Capital Market: The capital market, on the other hand, deals with long-term financial instruments like stocks, bonds, and other securities with maturities exceeding one year. These instruments are used for raising capital for investment purposes.
Maturity Period
Money Market: Money market securities have a short maturity period, typically ranging from a few days to a year. The focus is on providing liquidity for short-term funding needs.
Capital Market: Capital market securities have a longer maturity period, often extending to several years or even decades. These instruments are designed to finance long-term projects and investments.
Risk and Return Profile
Money Market: Money market instruments are generally considered to be low-risk, low-return investments. They are favored by investors who prioritize capital preservation and liquidity over higher returns.
Capital Market: Capital market instruments, such as stocks and corporate bonds, carry higher levels of risk compared to money market instruments. However, they also offer the potential for higher returns, making them attractive to investors seeking growth over the long term.
Roles of the Stock Market
The stock market, which is a key component of the capital market, plays several crucial roles in the economy:
Facilitating Capital Formation: The stock market provides companies with a platform to raise capital by issuing shares to the public. This capital can be used for expanding operations, funding research and development, and making strategic investments.
Secondary Trading: The stock market enables the trading of existing shares among investors. This secondary trading provides liquidity to investors, allowing them to buy and sell shares easily. It also establishes a market price for the company’s stock based on supply and demand.
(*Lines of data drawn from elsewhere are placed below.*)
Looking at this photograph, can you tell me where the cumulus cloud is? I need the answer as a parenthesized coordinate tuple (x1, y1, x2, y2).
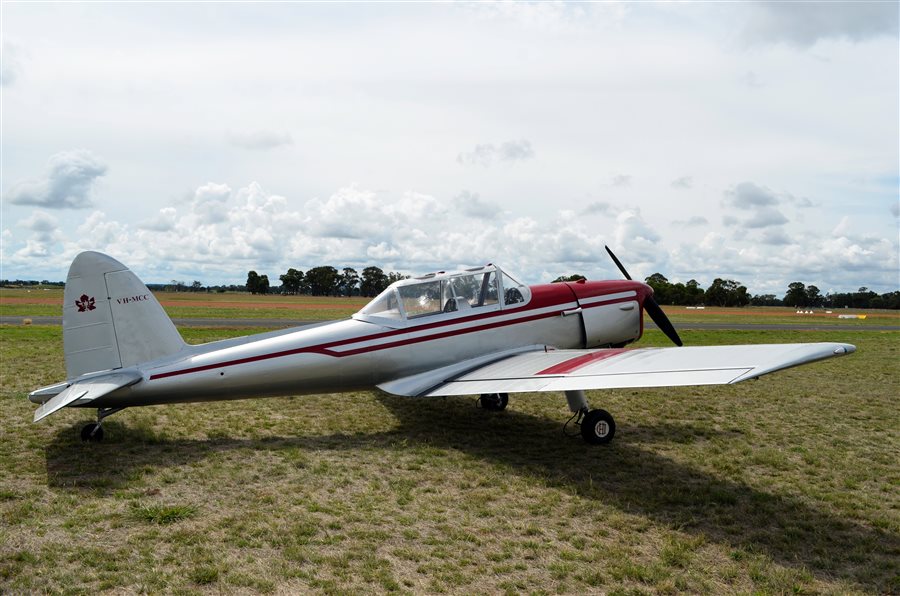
(457, 139, 534, 166)
(723, 181, 790, 229)
(6, 150, 108, 209)
(139, 207, 178, 232)
(226, 130, 293, 150)
(670, 176, 693, 189)
(454, 190, 501, 218)
(581, 201, 619, 217)
(760, 228, 793, 245)
(15, 211, 62, 259)
(674, 216, 708, 227)
(741, 2, 899, 48)
(726, 181, 779, 209)
(744, 207, 789, 229)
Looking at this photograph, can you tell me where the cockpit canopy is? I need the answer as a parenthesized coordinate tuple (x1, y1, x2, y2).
(354, 265, 531, 327)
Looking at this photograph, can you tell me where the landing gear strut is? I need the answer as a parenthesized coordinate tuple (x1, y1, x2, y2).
(564, 390, 616, 445)
(478, 393, 509, 411)
(80, 407, 125, 443)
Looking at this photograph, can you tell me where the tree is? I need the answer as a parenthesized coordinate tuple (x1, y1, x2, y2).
(361, 266, 389, 297)
(257, 274, 270, 295)
(750, 294, 782, 306)
(644, 273, 671, 304)
(387, 271, 409, 285)
(305, 266, 340, 296)
(279, 268, 304, 295)
(705, 278, 749, 307)
(339, 267, 360, 297)
(552, 274, 587, 283)
(191, 280, 203, 292)
(684, 280, 705, 305)
(805, 285, 823, 308)
(783, 282, 807, 307)
(246, 271, 263, 294)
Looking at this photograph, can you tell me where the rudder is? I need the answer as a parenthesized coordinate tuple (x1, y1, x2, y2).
(64, 251, 186, 378)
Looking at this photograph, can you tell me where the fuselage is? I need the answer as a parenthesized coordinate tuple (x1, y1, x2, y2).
(62, 279, 651, 409)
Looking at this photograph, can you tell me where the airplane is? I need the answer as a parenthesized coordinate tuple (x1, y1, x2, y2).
(29, 248, 855, 445)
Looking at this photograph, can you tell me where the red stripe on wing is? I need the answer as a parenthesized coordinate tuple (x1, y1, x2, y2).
(536, 349, 628, 375)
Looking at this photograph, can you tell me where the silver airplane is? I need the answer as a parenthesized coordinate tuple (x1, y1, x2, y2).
(29, 249, 855, 444)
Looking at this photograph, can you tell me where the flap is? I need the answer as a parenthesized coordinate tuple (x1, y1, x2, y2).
(409, 342, 855, 397)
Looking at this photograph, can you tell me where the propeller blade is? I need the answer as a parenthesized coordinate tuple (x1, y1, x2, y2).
(604, 245, 682, 346)
(604, 245, 632, 280)
(644, 296, 683, 347)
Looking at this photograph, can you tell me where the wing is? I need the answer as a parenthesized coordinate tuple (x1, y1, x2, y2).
(378, 343, 855, 397)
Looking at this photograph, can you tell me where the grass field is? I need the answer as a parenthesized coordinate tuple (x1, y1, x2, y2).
(0, 314, 898, 593)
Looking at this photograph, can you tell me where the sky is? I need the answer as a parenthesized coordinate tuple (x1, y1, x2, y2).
(2, 1, 898, 296)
Price Discovery: Stock prices are determined through the interactions of buyers and sellers in the stock market. This process of price discovery reflects the market’s assessment of a company’s financial health, performance, and future prospects.
Corporate Governance: Publicly traded companies are subject to regulatory requirements and reporting standards imposed by stock exchanges. This promotes transparency and accountability in corporate governance, ensuring that companies provide accurate and timely information to investors.
Question 2
Primary vs. Secondary Markets
Primary Market: The primary market is where new securities are issued to the public for the first time. Companies use the primary market to raise fresh capital by selling shares or bonds directly to investors.
Secondary Market: The secondary market involves the trading of existing securities among investors. This market does not provide capital to the issuing company; instead, it facilitates the exchange of ownership between investors.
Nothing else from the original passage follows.